Oil companies operating in the Niger Delta believe the figures are exaggerated. Mutiu Sunmonu, the managing director of Shell Nigeria, told CNN the industry is committed, after any spill, to "restore the environment to its previous status."

In the 1990s, Shell was forced to stop operating in Ogoniland after mass protests against the lack of investment and environmental damage culminated in a military crackdown.

Then, a special tribunal found Nigerian writer-activist Ken Saro-Wiwa guilty of complicity in the murders of four Ogoni chiefs. The government executed him and other activists in a move widely condemned internationally.

Shell last year paid $15.5 million in an out-of-court settlement in a civil case brought by members of Saro-Wiwa's family and others.
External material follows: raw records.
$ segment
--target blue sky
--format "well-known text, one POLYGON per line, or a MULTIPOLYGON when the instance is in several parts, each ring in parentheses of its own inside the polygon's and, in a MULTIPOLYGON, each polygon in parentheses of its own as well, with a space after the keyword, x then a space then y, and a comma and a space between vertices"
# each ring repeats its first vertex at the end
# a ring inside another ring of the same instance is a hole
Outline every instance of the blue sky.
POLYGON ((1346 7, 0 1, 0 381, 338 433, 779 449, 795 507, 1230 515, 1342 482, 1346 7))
Shell, which denied any wrongdoing in the case, also refuted charges it was complicit in human rights abuses in the Delta.

It was the only company operating in Ogoniland, and no oil has been pumped there since, yet the locals continue to complain of oil spilling from the maze of pipes criss-crossing their land.
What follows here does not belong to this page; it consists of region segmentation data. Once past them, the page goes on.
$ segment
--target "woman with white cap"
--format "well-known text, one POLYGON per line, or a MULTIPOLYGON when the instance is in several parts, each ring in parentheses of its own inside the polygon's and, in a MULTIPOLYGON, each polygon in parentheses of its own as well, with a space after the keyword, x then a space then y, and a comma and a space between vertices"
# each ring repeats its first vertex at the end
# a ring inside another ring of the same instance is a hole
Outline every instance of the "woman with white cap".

We took a boat into the creeks of Ogoniland in the Niger Delta to see for ourselves. As we traveled to the site, it began to rain heavily. The heavy raindrops splashed black in the thick oil coating the river.
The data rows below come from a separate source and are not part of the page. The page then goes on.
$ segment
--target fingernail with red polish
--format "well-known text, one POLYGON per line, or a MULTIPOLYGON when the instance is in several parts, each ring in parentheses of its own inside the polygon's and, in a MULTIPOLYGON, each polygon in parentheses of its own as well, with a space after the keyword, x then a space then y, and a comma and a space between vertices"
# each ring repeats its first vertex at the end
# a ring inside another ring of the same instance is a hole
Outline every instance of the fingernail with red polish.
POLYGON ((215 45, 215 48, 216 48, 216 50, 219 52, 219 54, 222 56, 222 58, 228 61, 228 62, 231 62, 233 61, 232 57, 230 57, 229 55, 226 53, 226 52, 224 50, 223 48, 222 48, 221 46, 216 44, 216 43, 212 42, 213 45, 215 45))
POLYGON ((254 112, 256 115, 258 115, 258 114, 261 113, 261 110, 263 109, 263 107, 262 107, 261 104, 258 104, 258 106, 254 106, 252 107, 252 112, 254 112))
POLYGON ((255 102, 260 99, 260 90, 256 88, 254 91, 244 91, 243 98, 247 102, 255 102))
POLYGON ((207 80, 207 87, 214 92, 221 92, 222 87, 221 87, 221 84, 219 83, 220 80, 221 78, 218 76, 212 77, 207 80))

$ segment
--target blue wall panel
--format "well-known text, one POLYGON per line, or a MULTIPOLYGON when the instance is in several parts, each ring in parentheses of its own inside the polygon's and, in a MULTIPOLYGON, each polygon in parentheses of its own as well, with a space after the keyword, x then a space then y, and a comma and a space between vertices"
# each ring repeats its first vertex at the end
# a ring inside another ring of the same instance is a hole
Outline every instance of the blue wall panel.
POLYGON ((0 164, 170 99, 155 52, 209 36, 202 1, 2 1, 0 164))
We were unable to access the pipe in the rain and mud. The leak had been repaired but no one here knows how much oil was spilled.

Plumes of dark oil haunt the nearby rivers, the mangroves are stained black, and most conspicuously, there are no fishermen here.

Instead we found Peter Bornu and his wife, knee-deep in thick, oily mud pulling at the branches of the mangroves and stacking them in their wooden boat.

"There's no fish in the river anymore," he told us, his clothes sodden in the rain, "So there's no way I can feed my family apart from fetching firewood like this." The money he makes from selling the wood helps pay for food.

The 700,000-square-kilometer Niger Delta is one of the most important wetlands in the world and home to 31 million people -- 60 percent of whom, according to the U.N. Development Program, depend on the natural environment for their livelihoods.

Chevron, Agip, ExxonMobil are among the other companies operating in the Delta, but Shell is the only company in the region to release regular reports on its operations.

Shell maintains that more than 90 percent of spills are caused by militants and oil thieves tapping into pipelines to steal oil. And then, Shell says, locals often refuse access to the ruptured pipelines until the oil companies have paid for access.

Shell's Sunmonu said: "I am not naive to believe that Shell can fix the problem in the Delta. Ninety-five percent of our revenue -- after tax, after costs -- goes back to government."

And so the oil companies' argument goes: They pay the Nigerian government and it is the government's responsibility to provide investment, security and pressure on private business.

In all those areas the government has notably failed in the poverty-stricken and conflict-racked Niger Delta.

"Even if we pour all our earnings into the Delta - into development and infrastructure - it would still be a drop in the ocean," said Sunmonu.

However, when pressed on the one issue for which the oil companies are legally responsible -- whatever the difficulties -- oil spill cleanup, Sunmonu insisted: "We will clean up and remediate the environment regardless the cost of the spill."

Yet, as we leave Peter Bornu and his wife scavenging for firewood, it's clear many locals don't believe the oil companies.

Environmental reports put the cost of the environmental damage in the tens of billions of dollars.

"Soil is turned upside down, money has been allocated and the cleanup is done," explained Ken Tebe. The oil companies regularly contract out the cleanup operations to local crews, he says, who carry out their operations on the cheap.

"The truth is that the oil has not been mopped up from the soil. We have a series of spills in the Niger Delta for more than 30 years that have not been cleaned up," Tebe said.

And if the U.S. cuts oil production off its coast because of the BP oil spill it will put more pressure on places like Nigeria.

"There'll be new oil blocks so we can meet the quota we send to the U.S." said Tebe. "That'll mean there'll be an increase in oil spills, more gas flares, and resources conflict is going to be on the increase."